Basically, ban flavored milks and children will drink less milk, which means less money for big milk, which is why this is a thing.

[–] Semi-Hemi-Demigod@kbin.social 20 points 2 years ago (1 children)

And if there's less demand for milk, there's less demand for corn, which is the real big business.

[–] Piecemakers3Dprints@lemmy.world 20 points 2 years ago

Which destroyed my hometown by forcing the corn farmers to produce for syrup/ethanol instead of food, leading to inflation across the board, driving farms to fail and the community to die off. Fuck the corn syrup industry and all the greedy capitalist bullshit like it. 🖕🏽

[–] ares35@kbin.social 3 points 2 years ago

when i was in school, chocolate milk was only available one day a week (usually fridays). sensible meal planning by the schools to limit the extra sugar intake without 'needing' a law to do it. we didn't have vending machines either, i was out of k12 before that trend took off.

and yea, i can see a '50% reduction' in milk consumption--but only on those days. a lot of kids (including me) bought an extra carton or two (at 5 or 10 cents each back then) when chocolate milk was on the menu, because a little 8 ounce carton of chocolate milk is like a single swig.

[–] LastYearsPumpkin@feddit.ch 2 points 2 years ago

Well, of course his motivation is Big Milk, that was never in dispute.

Milk does have excellent nutritional value. A reduction in milk consumption is also a reduction in some vitamin and protein intake. It could be that increasing milk consumption is good for his constituents, and milk consumption is good for the students health. Both things can be true at the same time.

I'd like to see what the data is on flavored milk specifically. Kids need to drink SOMETHING, and I'm curious if the alternative is better in the long run than chocolate milk.

[–] ripcord@kbin.social 1 points 2 years ago* (last edited 2 years ago)

Curious was the data say on the topic.

?

Ninja edit: oh - "[I'm] curious what the data says on the topic.". Right?
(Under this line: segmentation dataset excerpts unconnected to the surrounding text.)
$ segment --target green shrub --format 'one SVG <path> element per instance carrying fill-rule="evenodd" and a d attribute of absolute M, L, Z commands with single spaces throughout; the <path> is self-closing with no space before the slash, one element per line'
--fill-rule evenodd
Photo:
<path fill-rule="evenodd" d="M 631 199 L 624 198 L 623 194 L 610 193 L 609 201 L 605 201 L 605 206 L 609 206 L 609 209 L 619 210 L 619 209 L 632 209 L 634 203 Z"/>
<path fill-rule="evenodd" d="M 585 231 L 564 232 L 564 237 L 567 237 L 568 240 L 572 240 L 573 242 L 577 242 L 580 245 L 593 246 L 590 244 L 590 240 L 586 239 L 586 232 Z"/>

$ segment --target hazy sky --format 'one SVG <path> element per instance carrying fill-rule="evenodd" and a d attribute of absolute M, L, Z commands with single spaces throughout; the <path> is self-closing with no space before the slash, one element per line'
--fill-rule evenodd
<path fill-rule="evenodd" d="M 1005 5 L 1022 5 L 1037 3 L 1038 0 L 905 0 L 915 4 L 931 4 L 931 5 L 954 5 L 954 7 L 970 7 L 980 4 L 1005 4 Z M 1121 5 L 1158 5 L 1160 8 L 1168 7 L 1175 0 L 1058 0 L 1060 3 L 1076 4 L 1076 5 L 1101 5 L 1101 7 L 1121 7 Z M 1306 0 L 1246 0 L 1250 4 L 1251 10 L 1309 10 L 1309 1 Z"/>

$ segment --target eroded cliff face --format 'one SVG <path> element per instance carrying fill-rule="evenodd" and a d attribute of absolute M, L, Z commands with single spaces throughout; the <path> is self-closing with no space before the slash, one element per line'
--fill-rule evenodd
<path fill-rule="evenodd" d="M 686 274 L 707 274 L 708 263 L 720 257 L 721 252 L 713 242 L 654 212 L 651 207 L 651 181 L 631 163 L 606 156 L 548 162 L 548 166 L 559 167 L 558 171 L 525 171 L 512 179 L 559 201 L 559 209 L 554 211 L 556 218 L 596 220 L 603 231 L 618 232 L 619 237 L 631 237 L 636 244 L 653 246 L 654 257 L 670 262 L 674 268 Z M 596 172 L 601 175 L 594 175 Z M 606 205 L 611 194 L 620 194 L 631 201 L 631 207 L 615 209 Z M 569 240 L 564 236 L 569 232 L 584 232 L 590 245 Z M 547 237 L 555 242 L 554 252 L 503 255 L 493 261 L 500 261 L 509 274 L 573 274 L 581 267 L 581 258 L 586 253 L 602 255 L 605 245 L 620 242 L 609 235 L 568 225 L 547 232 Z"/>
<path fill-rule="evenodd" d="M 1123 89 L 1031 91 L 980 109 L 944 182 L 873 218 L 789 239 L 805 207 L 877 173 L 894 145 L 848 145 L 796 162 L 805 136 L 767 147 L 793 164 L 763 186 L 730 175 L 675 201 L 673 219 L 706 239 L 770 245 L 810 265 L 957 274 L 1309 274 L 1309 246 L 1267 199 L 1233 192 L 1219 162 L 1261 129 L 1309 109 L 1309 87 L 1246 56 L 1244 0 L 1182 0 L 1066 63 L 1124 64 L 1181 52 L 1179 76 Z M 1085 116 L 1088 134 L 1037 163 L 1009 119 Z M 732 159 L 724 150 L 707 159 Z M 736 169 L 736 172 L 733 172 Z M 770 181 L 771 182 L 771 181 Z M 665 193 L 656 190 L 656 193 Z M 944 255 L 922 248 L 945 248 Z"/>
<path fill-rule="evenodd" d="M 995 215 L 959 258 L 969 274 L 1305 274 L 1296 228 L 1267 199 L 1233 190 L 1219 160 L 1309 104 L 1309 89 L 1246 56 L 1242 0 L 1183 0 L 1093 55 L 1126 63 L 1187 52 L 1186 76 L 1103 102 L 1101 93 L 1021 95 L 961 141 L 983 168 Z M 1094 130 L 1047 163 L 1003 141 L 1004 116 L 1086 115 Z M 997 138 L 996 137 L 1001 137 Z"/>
[–] protovack@lemmy.world 10 points 2 years ago

so weird. i'm a conservative christian. i grow a lot of my own food. chocolate milk in schools is absolutely insane and needs to be gone. the republicans stopped being my party a long time ago.

i had to write a letter to my kid's principle to stop them from giving my kid shitty candy all the time at school. wtf is up with people these days? how did people come to conflate "independence" and "freedom" with junk? kids should be getting water at school. how is this a controversial opinion?

[–] Kolanaki@yiffit.net 8 points 2 years ago

"FROM MY COLD, DEAD, HANDS!"

holds up half-pint of choccy milk

[–] InternetUser2012@midwest.social 7 points 2 years ago

We're paying these fucking clowns how much for this shit? Unreal.

[–] CharlesDarwin@lemmy.world 4 points 2 years ago

How did I know they'd have an "R" after their name without even looking?